Taylor Hersh (Ph.D. Student): Despite our general knowledge of sperm whale dialects, the question of how dialects initially evolved, and how they may (or may not) be evolving today, remains enigmatic. Given extensive acoustic research efforts in both the Tropical Pacific and the Eastern Caribbean, sperm whale dialect evolution can now be feasibly investigated. The goal of my doctoral research is to elucidate the communicative mechanisms that allow sperm whales to evolve and maintain distinct dialects in varying degrees of sympatry.
Felicia Vachon (Ph.D. Student): Although culture has been extensively studied and is considered a main driver of evolution in humans, it remains fairly controversial in animals. The objective of my thesis is, therefore, to use sperm whale as an example of the extent of culture in non-humans and highlight the importance of incorporating culture into mainstream biology.
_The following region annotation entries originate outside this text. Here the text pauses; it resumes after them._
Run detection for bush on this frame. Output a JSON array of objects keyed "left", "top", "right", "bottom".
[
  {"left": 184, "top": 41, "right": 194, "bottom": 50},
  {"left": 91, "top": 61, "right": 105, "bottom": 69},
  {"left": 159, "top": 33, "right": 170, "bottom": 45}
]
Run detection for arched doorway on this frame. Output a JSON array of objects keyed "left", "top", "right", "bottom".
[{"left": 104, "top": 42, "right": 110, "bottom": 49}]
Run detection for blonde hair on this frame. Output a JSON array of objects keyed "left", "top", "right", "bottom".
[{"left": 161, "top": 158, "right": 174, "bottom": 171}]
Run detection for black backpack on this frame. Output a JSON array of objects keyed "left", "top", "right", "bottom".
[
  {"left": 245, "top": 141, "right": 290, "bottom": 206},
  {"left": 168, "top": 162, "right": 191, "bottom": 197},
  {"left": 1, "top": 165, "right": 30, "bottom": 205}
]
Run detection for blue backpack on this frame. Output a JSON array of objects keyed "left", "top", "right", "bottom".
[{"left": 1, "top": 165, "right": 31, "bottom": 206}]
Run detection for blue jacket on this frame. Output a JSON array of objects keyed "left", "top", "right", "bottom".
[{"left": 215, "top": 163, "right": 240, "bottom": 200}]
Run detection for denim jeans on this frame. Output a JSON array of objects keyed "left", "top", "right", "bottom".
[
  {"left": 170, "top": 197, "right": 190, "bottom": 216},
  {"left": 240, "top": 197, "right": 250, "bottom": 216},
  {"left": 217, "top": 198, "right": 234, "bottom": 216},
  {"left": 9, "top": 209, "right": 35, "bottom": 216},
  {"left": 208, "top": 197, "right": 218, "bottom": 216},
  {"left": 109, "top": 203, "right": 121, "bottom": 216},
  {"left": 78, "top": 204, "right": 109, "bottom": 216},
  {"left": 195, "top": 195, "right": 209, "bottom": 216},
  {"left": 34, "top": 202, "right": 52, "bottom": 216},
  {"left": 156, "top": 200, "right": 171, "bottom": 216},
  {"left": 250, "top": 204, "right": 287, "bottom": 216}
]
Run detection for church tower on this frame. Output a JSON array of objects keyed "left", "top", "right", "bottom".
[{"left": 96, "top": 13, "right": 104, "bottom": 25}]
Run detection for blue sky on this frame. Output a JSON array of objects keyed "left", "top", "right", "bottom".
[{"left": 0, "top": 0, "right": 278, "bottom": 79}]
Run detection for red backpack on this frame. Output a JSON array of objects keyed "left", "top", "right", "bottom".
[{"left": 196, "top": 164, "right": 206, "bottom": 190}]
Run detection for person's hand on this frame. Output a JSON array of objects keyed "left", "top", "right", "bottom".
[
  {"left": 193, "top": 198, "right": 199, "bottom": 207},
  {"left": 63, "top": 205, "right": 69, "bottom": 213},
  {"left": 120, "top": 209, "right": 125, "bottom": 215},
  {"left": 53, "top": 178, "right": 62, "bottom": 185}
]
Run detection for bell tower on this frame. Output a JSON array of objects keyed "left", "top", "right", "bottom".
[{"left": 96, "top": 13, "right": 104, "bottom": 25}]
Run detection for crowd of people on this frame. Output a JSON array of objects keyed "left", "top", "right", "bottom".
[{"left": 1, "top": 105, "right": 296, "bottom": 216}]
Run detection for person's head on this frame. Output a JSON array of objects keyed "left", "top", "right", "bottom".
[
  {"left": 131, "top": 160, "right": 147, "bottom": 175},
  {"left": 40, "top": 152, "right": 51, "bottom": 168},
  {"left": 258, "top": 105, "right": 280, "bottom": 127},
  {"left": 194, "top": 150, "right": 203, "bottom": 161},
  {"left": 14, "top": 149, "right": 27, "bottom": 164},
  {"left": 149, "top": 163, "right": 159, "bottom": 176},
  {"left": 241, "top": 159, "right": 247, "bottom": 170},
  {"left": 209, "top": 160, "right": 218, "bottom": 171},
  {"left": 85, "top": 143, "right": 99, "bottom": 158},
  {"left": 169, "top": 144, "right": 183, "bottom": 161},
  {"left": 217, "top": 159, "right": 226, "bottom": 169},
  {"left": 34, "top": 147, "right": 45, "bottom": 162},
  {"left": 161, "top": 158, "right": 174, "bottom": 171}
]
This will be achieved by comparing habitat use and behaviour between sperm whale vocal clans.
Ana Eguiguren (Ph.D. Student): While studying sperm whale communication has revealed a great deal about sperm whale sociality and culture, it is still unclear how these sounds are structured and what are the “rules” with which they are exchanged. For my project, I will derive tools from human musicology to explore these questions. I am specifically interested in finding if there are universal rhythmic traits in sperm communication, and if any are variable across oceans, clans, and social contexts. Studying this will allow us to compare sperm whale communication to that of other species, and further our understanding of processes that shape communication.